The first statement, from WHO, is talking about people who have antibodies now and whether they will have immunity in the future.
Antibodies are produced by particular immune system cells. Someone can recover from the virus today but if those immune cells that produce the specific antibodies against the virus aren't present in 1 year, then that person may have no protection.
WE CANNOT KNOW YET about this. This is a brand new virus, it's only been around for maybe 6 months. There is absolutely no way science can know what level of immunity people will have in 12 months from a virus that has only been around for 6, no matter how hard you ask the question. All we can do is speculate based on what is known about other coronaviruses.

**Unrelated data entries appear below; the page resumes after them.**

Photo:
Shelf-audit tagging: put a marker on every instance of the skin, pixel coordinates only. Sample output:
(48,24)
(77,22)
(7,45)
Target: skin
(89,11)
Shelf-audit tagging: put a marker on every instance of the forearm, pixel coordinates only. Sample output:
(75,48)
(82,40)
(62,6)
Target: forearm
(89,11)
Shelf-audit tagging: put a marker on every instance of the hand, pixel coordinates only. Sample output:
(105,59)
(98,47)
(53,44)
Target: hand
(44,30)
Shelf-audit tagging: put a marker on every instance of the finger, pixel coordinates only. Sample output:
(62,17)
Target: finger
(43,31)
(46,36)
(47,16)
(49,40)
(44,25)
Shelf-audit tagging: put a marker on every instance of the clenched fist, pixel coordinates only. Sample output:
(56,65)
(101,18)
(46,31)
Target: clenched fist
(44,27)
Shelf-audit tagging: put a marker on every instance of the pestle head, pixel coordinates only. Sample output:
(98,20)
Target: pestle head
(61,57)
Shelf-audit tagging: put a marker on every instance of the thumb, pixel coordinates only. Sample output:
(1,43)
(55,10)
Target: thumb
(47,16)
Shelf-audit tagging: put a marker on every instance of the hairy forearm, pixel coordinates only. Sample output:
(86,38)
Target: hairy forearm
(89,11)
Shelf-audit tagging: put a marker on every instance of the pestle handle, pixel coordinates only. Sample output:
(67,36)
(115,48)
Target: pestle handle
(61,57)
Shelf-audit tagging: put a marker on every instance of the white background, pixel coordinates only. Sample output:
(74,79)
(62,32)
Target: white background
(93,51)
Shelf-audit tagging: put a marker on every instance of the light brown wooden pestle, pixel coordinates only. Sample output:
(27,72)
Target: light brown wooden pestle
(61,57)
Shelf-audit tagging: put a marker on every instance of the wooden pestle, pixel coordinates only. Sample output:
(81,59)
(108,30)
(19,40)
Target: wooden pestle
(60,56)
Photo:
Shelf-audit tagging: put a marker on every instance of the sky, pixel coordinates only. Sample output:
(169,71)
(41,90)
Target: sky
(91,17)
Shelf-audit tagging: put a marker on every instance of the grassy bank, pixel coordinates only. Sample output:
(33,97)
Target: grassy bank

The second point is completely separate: this is about convalescent plasma, taking plasma from people recently recovered and giving it to people currently sick. This isn't intended to "make them immune", it's to give a boost of antibodies to temporarily do the job of combating the virus by binding active virus and making it inactive, buying time to mount an immune response in the infected patient.
For this to work, you need to be able to collect and administer enough antibody-rich plasma and then the antibodies need to get to where the virus is causing infection. If there aren't enough antibodies in the plasma, it won't work. If the antibodies don't get to where the virus is (e.g., the lungs rather than the blood), it won't work (except perhaps in patients with viremia). If the antibodies get there but there aren't enough relative to the concentration of virus, it won't work.
We won't know whether it works until we try it in a lot of patients. Unlike drug therapies which can be fairly standardized, convalescent plasma is really complicated: it depends not just on the principle of the therapy but also on the specific patients the plasma comes from and the specific patients the plasma goes to. There are some promising initial studies (both with the new virus and in the past) that encourage people to keep trying, but so far that's all we have:
Shen, C., Wang, Z., Zhao, F., Yang, Y., Li, J., Yuan, J., ... & Wei, J. (2020). Treatment of 5 critically ill patients with COVID-19 with convalescent plasma. Jama.
Chen, L., Xiong, J., Bao, L., & Shi, Y. (2020). Convalescent plasma as a potential therapy for COVID-19. The Lancet Infectious Diseases, 20(4), 398-400.
Casadevall, A., & Pirofski, L. A. (2020). The convalescent sera option for containing COVID-19. The Journal of clinical investigation, 130(4), 1545-1548.